Why Your Docker Image Works Locally But Breaks in Production

February 3, 2026

by Eric Hanson, Backend Developer at Clean Systems Consulting

The container that passes CI and fails in ECS

Your service works in local Docker Compose. It builds clean in CI. The image gets pushed to ECR. It deploys to ECS Fargate, and the health check fails. The logs show the application started but the health endpoint never responds. You spend two hours ssh-ing into nothing (Fargate doesn't have ssh), reading CloudWatch logs, and eventually discover the issue is a read-only filesystem mount the app was trying to write to.

This is the category of Docker problem that doesn't show up until production: the image is fine, the Dockerfile is fine, but the environment the image runs in is different in ways you didn't account for.

Here's a map of the most common mismatches, and how to close them.

Architecture: the ARM/AMD64 gap

If you develop on an Apple M-series Mac, you build ARM64 images by default. If production runs on x86-64 (most cloud instances, most CI runners), the image you built locally won't run in production — or worse, it will run via emulation and behave differently.

Verify your image architecture:

docker inspect your-image:tag | grep Architecture

Build for the production platform explicitly:

docker build --platform linux/amd64 -t your-image:tag .

Or use docker buildx for multi-platform builds that produce manifests supporting both:

docker buildx build \
  --platform linux/amd64,linux/arm64 \
  -t your-registry/your-image:tag \
  --push .

In CI, always set --platform linux/amd64 (or whatever your production target is) explicitly.

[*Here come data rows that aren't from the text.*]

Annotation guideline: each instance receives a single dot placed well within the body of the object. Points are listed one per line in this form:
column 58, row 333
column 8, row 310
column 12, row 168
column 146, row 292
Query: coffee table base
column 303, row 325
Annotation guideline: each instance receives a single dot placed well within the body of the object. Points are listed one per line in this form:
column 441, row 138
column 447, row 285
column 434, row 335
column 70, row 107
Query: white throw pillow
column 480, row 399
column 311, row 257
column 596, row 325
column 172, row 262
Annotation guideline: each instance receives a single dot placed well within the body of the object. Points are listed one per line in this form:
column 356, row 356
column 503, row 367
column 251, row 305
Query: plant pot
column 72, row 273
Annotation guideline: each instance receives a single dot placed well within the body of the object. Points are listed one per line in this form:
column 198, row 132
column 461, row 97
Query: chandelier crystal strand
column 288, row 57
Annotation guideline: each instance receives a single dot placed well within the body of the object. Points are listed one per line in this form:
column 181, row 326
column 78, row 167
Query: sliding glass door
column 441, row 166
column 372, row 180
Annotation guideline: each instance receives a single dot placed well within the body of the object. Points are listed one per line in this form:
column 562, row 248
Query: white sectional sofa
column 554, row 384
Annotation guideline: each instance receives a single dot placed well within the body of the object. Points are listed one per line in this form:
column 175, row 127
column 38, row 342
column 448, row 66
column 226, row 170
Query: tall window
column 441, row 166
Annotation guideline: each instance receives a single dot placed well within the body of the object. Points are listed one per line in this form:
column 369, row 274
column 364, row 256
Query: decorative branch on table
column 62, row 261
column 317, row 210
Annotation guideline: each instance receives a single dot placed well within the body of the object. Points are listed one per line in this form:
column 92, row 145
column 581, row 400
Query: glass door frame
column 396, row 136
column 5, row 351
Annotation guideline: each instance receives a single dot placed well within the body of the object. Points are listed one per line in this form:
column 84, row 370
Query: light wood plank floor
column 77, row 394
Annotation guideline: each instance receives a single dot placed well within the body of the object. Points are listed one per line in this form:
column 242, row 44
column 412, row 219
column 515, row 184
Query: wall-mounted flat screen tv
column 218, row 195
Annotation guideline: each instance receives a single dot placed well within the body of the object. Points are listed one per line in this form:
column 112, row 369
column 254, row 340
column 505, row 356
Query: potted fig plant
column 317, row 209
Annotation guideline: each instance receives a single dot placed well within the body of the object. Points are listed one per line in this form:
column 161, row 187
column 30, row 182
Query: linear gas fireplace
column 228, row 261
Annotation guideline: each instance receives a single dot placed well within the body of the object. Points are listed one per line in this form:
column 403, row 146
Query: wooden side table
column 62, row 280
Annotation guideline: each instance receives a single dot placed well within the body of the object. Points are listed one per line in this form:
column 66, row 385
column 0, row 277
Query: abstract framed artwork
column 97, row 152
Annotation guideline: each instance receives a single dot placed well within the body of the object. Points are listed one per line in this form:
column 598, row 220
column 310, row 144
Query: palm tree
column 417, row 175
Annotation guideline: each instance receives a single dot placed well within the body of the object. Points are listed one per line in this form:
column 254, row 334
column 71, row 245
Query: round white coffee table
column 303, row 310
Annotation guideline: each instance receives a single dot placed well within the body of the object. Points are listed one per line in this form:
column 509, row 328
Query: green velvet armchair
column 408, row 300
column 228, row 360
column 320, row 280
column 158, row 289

Don't let the runner's native architecture determine the output architecture.

File permissions and user mismatch

Locally, Docker often runs as root or with a user that matches your laptop's UID. In production environments — Kubernetes with runAsNonRoot: true, ECS task definitions with a user field, Fargate with restricted execution — the container user may differ.

If your application writes to a directory inside the container that was created by root during the build, a non-root runtime user will get permission denied errors.

# Creates /app as root, copies files as root
FROM node:20-alpine
WORKDIR /app
COPY --chown=node:node . .
USER node

The --chown flag on COPY sets ownership at copy time. Do this for all COPY instructions when you intend to run as non-root. Also:

RUN mkdir -p /app/logs /app/tmp \
    && chown -R node:node /app/logs /app/tmp

Create any directories your application writes to during build, set ownership explicitly, then switch to the non-root user.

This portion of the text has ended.